= Warden's court =

Special court established to handle mining industry disputes

A warden's court is a special court established to deal with disputes relating to mining and mineral tenements. It is presided over by a mining warden. Historically all Australian states had warden's courts, which were established in the late 19th century during the Australian gold rushes. However, in several states the position of mining warden has been abolished or had its powers reduced.

==New South Wales==
The warden's courts of New South Wales were courts established to deal with issues and disputes concerning mining claims under the Mining Act 1992 (NSW). Matters are now heard before the Land and Environment Court of New South Wales.

===History===
Mining has had a long history in the state, dating to the late 1800s. In 1874, the colonial government provided for the establishment of wardens courts to regulate and adjudicate upon various matters and disputes that commonly occur concerning mining. The Governor of New South Wales could also appoint mining wardens. Generally, these were local justices of the peace or sergeants of police. Those courts have continued to the present day, via the Land and Environment Court.

===Composition===
The Governor could have appointed a chief warden, usually called the chief mining warden. The governor could also have appointed other wardens, usually called mining wardens. A warden or chief warden must be magistrates of the Local Court of New South Wales. When sitting, wardens sit alone without a jury.

===Jurisdiction===
The Wardens Court could have determined disputes between miners, such as boundaries of claims, disputes between landowners and miners, or claims for compensation.

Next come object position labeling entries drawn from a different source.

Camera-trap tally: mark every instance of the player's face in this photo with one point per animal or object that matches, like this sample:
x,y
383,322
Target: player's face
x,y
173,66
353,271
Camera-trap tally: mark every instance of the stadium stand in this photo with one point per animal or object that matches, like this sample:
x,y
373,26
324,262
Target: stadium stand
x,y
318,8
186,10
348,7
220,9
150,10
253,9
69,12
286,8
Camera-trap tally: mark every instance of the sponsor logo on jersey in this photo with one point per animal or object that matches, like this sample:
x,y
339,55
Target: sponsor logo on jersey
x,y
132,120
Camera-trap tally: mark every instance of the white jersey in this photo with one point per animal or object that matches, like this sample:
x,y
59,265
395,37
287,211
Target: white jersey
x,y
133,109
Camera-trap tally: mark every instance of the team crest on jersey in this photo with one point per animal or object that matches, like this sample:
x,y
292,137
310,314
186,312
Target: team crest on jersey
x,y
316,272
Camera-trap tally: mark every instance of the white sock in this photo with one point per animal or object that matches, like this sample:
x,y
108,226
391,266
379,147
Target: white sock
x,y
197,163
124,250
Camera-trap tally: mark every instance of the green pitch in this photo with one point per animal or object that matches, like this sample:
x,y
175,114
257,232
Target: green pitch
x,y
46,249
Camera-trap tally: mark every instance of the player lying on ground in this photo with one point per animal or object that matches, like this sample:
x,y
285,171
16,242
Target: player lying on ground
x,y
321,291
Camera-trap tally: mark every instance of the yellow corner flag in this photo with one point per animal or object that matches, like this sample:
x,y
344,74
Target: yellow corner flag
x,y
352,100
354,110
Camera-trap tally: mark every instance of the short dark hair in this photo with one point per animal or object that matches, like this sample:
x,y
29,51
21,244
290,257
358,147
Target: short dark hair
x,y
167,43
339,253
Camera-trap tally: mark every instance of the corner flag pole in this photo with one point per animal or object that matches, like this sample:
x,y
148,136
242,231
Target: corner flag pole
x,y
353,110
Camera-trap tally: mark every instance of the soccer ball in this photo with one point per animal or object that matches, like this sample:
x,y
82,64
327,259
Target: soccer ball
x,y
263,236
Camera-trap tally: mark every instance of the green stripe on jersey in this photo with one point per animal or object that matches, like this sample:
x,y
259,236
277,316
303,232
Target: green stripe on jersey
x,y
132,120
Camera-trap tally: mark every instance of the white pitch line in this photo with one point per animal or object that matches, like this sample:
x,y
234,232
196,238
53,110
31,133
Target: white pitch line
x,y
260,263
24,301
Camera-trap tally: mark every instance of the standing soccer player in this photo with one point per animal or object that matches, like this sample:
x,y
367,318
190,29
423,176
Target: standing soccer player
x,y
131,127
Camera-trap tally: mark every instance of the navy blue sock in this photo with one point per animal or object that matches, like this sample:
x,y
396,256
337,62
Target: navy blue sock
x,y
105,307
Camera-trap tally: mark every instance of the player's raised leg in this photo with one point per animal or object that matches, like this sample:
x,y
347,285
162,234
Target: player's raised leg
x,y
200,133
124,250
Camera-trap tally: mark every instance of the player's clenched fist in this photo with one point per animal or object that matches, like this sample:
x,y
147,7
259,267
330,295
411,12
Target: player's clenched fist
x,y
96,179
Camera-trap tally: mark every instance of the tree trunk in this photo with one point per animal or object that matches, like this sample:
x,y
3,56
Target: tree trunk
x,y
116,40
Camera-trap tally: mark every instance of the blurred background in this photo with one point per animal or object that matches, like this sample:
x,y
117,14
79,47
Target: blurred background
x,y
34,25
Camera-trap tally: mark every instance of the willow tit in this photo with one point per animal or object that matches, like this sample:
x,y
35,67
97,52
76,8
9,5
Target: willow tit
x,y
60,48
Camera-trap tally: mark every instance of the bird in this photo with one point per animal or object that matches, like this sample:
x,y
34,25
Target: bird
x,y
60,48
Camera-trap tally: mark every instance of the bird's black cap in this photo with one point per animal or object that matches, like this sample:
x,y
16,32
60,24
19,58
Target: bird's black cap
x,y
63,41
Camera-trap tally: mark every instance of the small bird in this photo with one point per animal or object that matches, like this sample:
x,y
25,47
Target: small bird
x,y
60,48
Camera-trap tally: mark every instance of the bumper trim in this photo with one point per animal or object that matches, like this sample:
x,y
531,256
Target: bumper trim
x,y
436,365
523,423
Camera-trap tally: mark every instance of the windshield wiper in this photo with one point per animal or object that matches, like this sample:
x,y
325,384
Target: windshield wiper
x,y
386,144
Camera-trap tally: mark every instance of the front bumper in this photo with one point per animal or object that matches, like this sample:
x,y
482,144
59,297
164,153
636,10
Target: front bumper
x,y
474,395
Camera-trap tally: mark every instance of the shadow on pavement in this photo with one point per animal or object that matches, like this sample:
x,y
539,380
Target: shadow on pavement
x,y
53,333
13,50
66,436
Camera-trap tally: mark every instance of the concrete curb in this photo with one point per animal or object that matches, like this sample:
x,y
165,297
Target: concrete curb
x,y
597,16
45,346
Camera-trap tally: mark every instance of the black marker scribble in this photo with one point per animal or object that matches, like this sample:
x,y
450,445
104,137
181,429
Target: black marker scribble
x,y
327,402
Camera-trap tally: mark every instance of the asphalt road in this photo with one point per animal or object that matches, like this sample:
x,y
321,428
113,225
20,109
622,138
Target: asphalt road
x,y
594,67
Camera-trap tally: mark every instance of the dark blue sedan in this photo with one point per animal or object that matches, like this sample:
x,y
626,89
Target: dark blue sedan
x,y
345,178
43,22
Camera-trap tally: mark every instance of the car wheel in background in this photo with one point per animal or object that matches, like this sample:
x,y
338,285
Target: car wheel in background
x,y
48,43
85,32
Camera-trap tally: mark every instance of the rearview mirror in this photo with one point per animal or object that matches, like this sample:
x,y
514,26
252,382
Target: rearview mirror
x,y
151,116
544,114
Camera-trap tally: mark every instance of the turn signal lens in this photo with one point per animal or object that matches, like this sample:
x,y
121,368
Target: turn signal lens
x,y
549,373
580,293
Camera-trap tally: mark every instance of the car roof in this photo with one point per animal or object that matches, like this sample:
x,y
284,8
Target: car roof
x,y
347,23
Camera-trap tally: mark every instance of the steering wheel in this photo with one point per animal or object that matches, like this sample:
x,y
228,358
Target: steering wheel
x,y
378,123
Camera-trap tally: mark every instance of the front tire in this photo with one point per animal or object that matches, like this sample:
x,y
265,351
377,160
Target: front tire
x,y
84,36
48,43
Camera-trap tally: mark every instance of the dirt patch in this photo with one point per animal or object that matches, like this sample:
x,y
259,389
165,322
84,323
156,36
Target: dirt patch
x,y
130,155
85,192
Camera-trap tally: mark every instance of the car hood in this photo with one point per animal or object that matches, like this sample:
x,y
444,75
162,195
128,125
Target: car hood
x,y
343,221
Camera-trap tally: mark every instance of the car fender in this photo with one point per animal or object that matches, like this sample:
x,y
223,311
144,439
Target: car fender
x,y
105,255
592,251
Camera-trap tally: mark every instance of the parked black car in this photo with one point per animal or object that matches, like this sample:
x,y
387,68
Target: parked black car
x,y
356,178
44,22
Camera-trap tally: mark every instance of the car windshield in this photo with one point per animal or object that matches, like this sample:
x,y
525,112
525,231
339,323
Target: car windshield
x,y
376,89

The Minister for Mineral Resources may direct an inquiry into any matter arising under the various mining laws. At the conclusion of the inquiry, the warden was required to prepare a written report for the Minister with any recommendations made.

In some case, the court acted as an appellate court to review determinations made by mining arbitrators. Generally the decision of the court is final and there are no further appeals allowed. The court could also review decisions of the mining registrars, such as where a mineral claim has been cancelled.

==Queensland==
Warden's courts existed in Queensland from 1874 to 2001. They were originally established under the Gold Fields Act 1874 and restricted to goldfields; other minerals had similar courts presided over by "mineral lands commissioners". The Mining Act 1898 merged the two offices under the title mining warden. The warden's courts had "jurisdiction to hear and determine all actions, suits and proceedings relating to prospecting, exploration or mining or to any permit, claim, licence or lease granted under any Act relating to mining". Decisions could be appealed to the Supreme Court of Queensland. The warden's courts also had similar duties to coroners in relation to deaths occurring on minesites.

The Mineral Resources Act 1989 established a centralised Mining Wardens Court as a court of record, with regional offices under the supervision of mining registrars. However, the Land and Resources Tribunal Act 1999 abolished the Mining Wardens Court with effect from 2001 and transferred its jurisdiction to the Land and Resources Tribunal.

==Western Australia==
In Western Australia, the Warden's Court is constituted under the Mining Act 1978 and has jurisdiction throughout the state. Any person holding office as a stipendiary magistrate may be appointed as a mining warden and preside over a court sitting.